On a beau renier sa famille à l’adolescence, les liens du sang constituent une donnée pérenne au cours d’une existence. À une échelle réduite, on pourrait comparer les liens d’amitié ou amoureux à une époque, une période : indissociables. Deux événements coup sur coup me permettent ces derniers jours de m’attarder sur ces réflexions. D’abord, le petit séjour à Paris pour l’anniversaire de mon grand-père qui a voulu réunir ce qu’il reste de la famille. Émouvant du fait que telle chose ne s’était pas encore produite. Intrigué, curieux et peut-être un peu nerveux de rencontrer une tante inconnue et son mari, la nouvelle dulcinée de mon oncle et bien sûr de présenter G. au patriarche. Parallèlement, des petits riens, ces détails en soi insignifiants mais tellement signifiants justement, lorsque remis en perspective, comme un attachement qui se renforce avec mon frère. Des échanges affectifs verbaux basés sur ce passé que lui et moi n’avons pas en commun pour cause de machinations vaines. Ça me fait penser aux guerres : quand les haines se déclenchent et que l’on tente de les relayer à des parties non concernées (en général, les enfants), lesquelles n’ont strictement rien à voir avec l’objet du conflit. J’ai l’impression qu’il en va de même pour lui et moi. Nous étions là, pris entre les belligérants. Ni lui, ni moi n’ayant demandé à être des enjeux, des pions. Et le plus beau pied de nez que l’on puisse faire à la partie en tort, c’est précisément notre rapprochement affectif. Et j’en suis content.

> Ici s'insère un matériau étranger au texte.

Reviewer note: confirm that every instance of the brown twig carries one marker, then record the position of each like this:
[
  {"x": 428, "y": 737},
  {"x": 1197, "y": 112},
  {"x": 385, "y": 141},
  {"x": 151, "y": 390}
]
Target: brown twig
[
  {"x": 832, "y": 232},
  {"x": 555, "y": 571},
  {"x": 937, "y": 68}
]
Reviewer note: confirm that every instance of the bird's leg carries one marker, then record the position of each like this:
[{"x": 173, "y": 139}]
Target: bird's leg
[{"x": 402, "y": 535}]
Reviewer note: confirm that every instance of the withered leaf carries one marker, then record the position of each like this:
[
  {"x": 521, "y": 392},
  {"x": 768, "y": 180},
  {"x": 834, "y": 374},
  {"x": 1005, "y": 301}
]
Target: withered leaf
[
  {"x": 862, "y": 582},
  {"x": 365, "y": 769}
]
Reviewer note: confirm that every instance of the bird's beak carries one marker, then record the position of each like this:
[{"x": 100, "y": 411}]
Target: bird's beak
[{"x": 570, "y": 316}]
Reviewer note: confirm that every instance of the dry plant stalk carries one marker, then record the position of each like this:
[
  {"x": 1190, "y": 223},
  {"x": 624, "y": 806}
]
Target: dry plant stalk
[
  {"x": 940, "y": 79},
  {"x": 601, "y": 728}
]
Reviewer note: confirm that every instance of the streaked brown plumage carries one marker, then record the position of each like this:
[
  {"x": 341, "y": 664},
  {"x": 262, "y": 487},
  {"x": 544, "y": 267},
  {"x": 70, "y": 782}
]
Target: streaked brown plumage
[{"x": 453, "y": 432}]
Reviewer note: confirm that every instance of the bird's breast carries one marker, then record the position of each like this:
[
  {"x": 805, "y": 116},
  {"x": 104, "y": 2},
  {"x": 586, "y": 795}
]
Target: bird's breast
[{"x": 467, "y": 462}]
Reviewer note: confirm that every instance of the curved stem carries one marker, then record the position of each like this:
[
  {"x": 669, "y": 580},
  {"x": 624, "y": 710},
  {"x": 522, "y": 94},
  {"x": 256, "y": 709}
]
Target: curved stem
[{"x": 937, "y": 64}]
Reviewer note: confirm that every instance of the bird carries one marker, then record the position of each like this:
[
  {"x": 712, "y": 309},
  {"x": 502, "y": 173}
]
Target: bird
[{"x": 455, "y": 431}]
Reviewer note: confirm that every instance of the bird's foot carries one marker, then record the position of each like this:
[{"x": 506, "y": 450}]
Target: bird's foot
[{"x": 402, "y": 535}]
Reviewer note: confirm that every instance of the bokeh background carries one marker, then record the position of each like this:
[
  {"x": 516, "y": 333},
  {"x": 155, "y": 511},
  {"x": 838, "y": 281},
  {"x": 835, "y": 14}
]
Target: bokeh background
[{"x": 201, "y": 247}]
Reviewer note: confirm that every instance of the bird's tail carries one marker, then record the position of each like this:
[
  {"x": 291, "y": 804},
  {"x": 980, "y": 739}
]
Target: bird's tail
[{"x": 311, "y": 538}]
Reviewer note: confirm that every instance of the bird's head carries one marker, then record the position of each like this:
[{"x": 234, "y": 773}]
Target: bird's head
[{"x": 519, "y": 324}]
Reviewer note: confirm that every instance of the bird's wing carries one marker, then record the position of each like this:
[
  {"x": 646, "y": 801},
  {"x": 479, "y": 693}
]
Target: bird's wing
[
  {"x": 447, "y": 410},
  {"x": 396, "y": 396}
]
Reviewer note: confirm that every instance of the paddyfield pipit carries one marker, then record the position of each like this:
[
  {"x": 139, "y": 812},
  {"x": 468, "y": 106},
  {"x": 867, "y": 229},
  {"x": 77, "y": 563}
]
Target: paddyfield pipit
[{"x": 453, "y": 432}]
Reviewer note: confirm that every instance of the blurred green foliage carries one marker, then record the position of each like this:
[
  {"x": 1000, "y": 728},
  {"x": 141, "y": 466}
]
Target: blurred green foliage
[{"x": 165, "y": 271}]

Puis il y a aussi la nouvelle de la mort du grand-père de C. qu’elle vient de m’apprendre elle-même. Le temps a beau passer et nous, ne nous voir que de loin en loin, je reste à ses côtés. Je repense à mon exil primaire et aux liasses postales que nous nous envoyions à l’époque. La distance n’est pas toujours fatale aux relations humaines. Nos souvenirs communs sont ceux de tous. Hier encore, alors que J.-C. me racontait un épisode désopilant de son improbable passage à l’armée, j’avais l’impression que celui que j’étais il y a quinze ou vingt ans avait le même genre de folie… Dans un autre cadre, naturellement. On m’a souvent encouragé à écrire, à consigner toutes sortes de souvenirs (les miens et ceux des autres), mais finalement, chacun a ses propres épisodes dignes de narration et de partage. La vie fait que l’on traverse différentes phases et que seuls les importants restent. Des visages, des figures. Un va et vient incessant. Peu ne sont pas de simples silhouettes dans la foule. Les délires et les refaçonnages du monde avec T. depuis quasiment dix ans me rappellent aussi Un éléphant, ça trompe énormément, revu il y a peu à la télé. Film génial, instantané authentique d’une époque mais aussi d’un âge, d’un état vers lequel nous nous acheminons lentement. La conscience de se rendre compte que nous basculons dans l’âge adulte malgré la part de gaminerie qui reste en nous et qui, à n’en pas douter, subsistera, atteignant de ce fait un équilibre d’humanité accomplie et de naïveté insouciante. En un mot, ce qui fait de nous des humains.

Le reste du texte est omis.